Original URL: https://www.theregister.com/2008/01/02/nasa_airline_safety/

NASA denies cover-up on airline safety

Nothing to see here

By John Oates

Posted in Science, 2nd January 2008 13:08 GMT

NASA has denied covering up its first survey of airline pilots on safety, despite releasing the figures late on New Year's Eve and in pdf format rather than Excel files, making independent number-crunching more difficult.

The National Aviation Operational Monitoring Service talked to 8,000 pilots between April 2001 and December 2004. It received more than 25,000 responses to its survey.

Early indications suggested that the research found that incidents like near-misses and runway problems occur much more often than previously believed.

But NASA's decision to redact the information and to only publish it in pdf format severely limited the media's ability to interpret the data, and sparked suggestions it was burying bad news.

Whole rows and columns of data have been removed in order to maintain anonymity, rows were also reordered and individual entries were selectively edited.

NASA originally delayed releasing any of the information because of fears it would damage the aviation industry. NASA spent $11m on the research.

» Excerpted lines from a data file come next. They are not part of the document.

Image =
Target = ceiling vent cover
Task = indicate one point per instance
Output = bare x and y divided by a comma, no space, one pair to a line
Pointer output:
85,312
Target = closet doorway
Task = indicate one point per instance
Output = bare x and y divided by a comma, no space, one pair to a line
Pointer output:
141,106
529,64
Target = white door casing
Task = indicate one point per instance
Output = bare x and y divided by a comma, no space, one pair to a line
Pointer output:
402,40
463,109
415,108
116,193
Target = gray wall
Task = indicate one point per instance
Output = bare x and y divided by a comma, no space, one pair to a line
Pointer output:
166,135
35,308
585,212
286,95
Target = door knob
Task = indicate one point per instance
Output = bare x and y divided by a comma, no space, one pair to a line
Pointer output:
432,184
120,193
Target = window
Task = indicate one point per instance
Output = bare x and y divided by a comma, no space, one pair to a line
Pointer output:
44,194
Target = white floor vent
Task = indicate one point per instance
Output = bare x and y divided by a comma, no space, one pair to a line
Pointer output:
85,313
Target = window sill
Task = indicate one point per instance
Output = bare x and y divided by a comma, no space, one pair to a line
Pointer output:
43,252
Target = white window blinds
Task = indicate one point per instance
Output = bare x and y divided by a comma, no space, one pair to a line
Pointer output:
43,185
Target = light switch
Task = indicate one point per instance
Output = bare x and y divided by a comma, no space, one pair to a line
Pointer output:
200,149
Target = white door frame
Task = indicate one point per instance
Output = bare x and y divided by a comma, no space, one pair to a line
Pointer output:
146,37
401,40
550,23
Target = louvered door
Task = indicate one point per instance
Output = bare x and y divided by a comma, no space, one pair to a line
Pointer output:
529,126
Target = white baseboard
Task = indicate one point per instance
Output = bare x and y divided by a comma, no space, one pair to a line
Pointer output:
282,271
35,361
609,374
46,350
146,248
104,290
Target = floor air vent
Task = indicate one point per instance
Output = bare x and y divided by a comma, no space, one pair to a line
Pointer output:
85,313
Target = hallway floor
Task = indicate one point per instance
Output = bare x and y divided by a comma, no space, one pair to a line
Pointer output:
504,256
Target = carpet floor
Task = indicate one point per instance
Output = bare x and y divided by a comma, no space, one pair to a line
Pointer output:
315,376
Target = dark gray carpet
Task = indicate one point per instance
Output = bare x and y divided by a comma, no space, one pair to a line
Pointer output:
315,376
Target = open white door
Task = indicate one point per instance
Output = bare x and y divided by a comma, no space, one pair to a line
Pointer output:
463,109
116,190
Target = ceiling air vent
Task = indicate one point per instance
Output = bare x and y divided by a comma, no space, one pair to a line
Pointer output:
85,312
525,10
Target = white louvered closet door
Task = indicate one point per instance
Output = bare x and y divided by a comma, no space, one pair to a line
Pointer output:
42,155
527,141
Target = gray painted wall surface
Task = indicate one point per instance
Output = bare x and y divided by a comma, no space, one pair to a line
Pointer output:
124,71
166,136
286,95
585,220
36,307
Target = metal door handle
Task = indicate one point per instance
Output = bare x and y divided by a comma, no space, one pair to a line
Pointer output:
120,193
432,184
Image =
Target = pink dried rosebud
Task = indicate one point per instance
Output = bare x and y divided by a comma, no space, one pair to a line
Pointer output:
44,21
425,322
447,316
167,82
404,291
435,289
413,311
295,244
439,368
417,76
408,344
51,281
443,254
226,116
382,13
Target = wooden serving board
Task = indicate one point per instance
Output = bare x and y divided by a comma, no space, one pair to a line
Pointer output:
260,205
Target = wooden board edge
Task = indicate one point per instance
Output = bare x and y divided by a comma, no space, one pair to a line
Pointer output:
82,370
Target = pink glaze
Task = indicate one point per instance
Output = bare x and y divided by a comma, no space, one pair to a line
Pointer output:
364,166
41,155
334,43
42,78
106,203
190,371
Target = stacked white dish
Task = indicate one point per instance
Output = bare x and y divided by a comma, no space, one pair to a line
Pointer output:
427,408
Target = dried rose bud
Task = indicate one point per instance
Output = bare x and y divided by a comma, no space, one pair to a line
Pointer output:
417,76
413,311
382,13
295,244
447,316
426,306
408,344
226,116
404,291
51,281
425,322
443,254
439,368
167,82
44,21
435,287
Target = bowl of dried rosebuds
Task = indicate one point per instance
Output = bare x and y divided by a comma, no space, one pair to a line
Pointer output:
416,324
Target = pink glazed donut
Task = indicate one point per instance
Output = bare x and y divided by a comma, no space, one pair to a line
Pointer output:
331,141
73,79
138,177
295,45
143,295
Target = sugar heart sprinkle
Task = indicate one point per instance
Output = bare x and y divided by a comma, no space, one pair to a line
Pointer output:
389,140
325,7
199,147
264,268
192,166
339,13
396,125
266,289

NASA administrator Michael Griffin said the information was not of any interest to travellers. Griffin said the agency was not intending to do any more work with the data which was collected to test different methods of gathering data rather than to prove anything about airline safety.

The space agency all but disowned its own data. A disclaimer on its website warned that neither the survey responses nor the data had been peer-reviewed. Therefore NASA warned: "No product of the NAOMS project, including the survey methodology, the survey responses, and any analysis of the responses, should be viewed or considered at this stage as having been validated."

US politicians have promised to push NASA to release more information. The survey was originally to be extended to include airline mechanics and cabin staff.